Imaging That Captures Damage to Brain in CIS Helps in Determining Likelihood of MS, Study Says
Imaging techniques that measure damage to the brain, in addition to those that detect lesions, may be useful in predicting likely disease progression in people with clinically isolated syndrome (CIS), a study found.
The study, “Early imaging predictors of longer term multiple sclerosis risk and severity in acute optic neuritis,” was published in the Multiple Sclerosis Journal – Experimental, Translational and Clinical.
Multiple sclerosis (MS) starts out as CIS, where there has only been one neurologic episode like optic neuritis, so it’s not “multiple” sclerosis yet. Many people with CIS will eventually progress to MS, but some won’t, and distinguishing between the two is a clinical challenge.
Brain imaging for MS usually involves magnetic resonance imaging (MRI) that is focused on looking for lesions, spots of active inflammation. But these may not tell the full story, as disease progression in MS is not just affected by lesions visible on a scan, but by widespread damage to brain cells (neurodegeneration).
To investigate predictors of long-term MS progression and severity in CIS patients, researchers in Australia recruited 36 people with CIS and imaged their brains at presentation (the lone neurologic event) and again one year later.

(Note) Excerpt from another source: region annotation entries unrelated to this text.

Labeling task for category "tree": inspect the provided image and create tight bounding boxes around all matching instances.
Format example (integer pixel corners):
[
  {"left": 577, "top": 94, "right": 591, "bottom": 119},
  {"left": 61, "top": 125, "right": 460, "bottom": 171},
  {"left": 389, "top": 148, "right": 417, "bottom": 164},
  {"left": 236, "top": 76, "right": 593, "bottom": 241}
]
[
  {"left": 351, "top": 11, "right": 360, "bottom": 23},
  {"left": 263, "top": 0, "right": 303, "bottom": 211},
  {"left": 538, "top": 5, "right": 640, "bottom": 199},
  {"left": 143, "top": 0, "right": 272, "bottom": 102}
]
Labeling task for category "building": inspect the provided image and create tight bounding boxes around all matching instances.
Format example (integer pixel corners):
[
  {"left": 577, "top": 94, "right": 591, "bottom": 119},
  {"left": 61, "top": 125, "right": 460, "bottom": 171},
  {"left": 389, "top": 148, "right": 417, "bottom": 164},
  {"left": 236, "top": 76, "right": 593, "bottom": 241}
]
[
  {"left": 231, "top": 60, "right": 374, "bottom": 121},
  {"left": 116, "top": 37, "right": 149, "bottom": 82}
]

A group of 23 people without CIS (control group) were also imaged to serve as controls.
The team assessed lesions through conventional MRIs, and through diffusion tensor imaging (DTI) and optical coherence tomography (OCT) — both of which can more directly measure neurodegeneration.
Participants were followed for a median of eight and a half years. Over the course of this time, 25 people progressed from CIS to MS, while the remaining 11 did not.

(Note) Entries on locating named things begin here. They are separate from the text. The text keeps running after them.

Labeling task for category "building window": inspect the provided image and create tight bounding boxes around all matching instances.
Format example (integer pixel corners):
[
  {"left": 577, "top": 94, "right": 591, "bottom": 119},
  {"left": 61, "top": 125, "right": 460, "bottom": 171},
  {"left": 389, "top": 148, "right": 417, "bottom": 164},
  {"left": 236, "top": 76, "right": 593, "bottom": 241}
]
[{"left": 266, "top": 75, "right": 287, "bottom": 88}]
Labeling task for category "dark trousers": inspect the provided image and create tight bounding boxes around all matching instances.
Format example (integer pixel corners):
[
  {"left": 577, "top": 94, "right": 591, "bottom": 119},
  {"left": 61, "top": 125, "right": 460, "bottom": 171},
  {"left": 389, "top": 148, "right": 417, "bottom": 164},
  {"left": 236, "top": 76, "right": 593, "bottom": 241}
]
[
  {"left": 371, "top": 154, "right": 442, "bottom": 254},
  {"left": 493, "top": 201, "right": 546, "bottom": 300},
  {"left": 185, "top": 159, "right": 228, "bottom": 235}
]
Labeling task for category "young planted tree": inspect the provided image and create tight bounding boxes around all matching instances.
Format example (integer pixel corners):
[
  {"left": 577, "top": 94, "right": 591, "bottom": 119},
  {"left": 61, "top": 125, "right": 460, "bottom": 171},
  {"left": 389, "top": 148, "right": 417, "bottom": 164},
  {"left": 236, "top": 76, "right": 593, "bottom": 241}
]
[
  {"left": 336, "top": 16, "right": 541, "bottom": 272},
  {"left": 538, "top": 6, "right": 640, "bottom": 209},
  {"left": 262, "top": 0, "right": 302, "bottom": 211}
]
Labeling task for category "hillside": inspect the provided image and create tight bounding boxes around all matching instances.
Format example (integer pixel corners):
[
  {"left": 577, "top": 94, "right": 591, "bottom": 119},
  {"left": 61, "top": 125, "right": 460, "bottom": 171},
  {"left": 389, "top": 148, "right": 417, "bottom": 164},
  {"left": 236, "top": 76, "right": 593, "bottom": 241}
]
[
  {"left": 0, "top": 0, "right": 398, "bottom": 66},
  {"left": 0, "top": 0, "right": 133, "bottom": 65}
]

Compared to those who held stable, patients who progressed to MS had significantly more and larger lesions develop in the first year after presentation. They also had significantly lower DTI measurements in certain brain regions (specifically in the corpus callosum and cortico-spinal tract), and more thinning of the retinal nerve fiber layer (RNFL, which is what OCT actually measures; of note, RNFL thickness decreases over time, and it correlates with axonal damage in the visual pathways and whole brain atrophy).
In statistical models, the only factor that was significantly predictive of time to a second neurologic episode (relapse), once all factors were taken into account, was the number of new lesions that appeared in the first year. This result suggested that markers of inflammation (i.e., lesions) would have the most predictive power.
“The number of newly appearing lesion was the only significant predictor of rate of second relapse, demonstrating that clinical relapses are strongly associated with early MRI inflammatory activity. This confirms previous studies reporting that baseline lesion load is significantly greater in patients who develop MS,” the researchers wrote.
However, none of the variables assessed were significantly predictive of the number of relapses.
Researchers also found that a greater decrease in RNFL thickness in MS patients was significantly correlated with higher scores on the Expanded Disability Status Scale, which indicates more severe disability.
Taken together, the data suggested that incorporating new imaging techniques, not just measuring lesions, can provide valuable prognostic information for people with CIS, the team concluded.
“Novel prognostic algorithms that integrate standard radiological assessments of lesions, together with newer imaging assessments that are sensitive to neurodegenerative changes, could improve the prediction of longer term clinical outcomes in MS, and should be explored in larger cohorts to inform clinical practice,” the researchers wrote.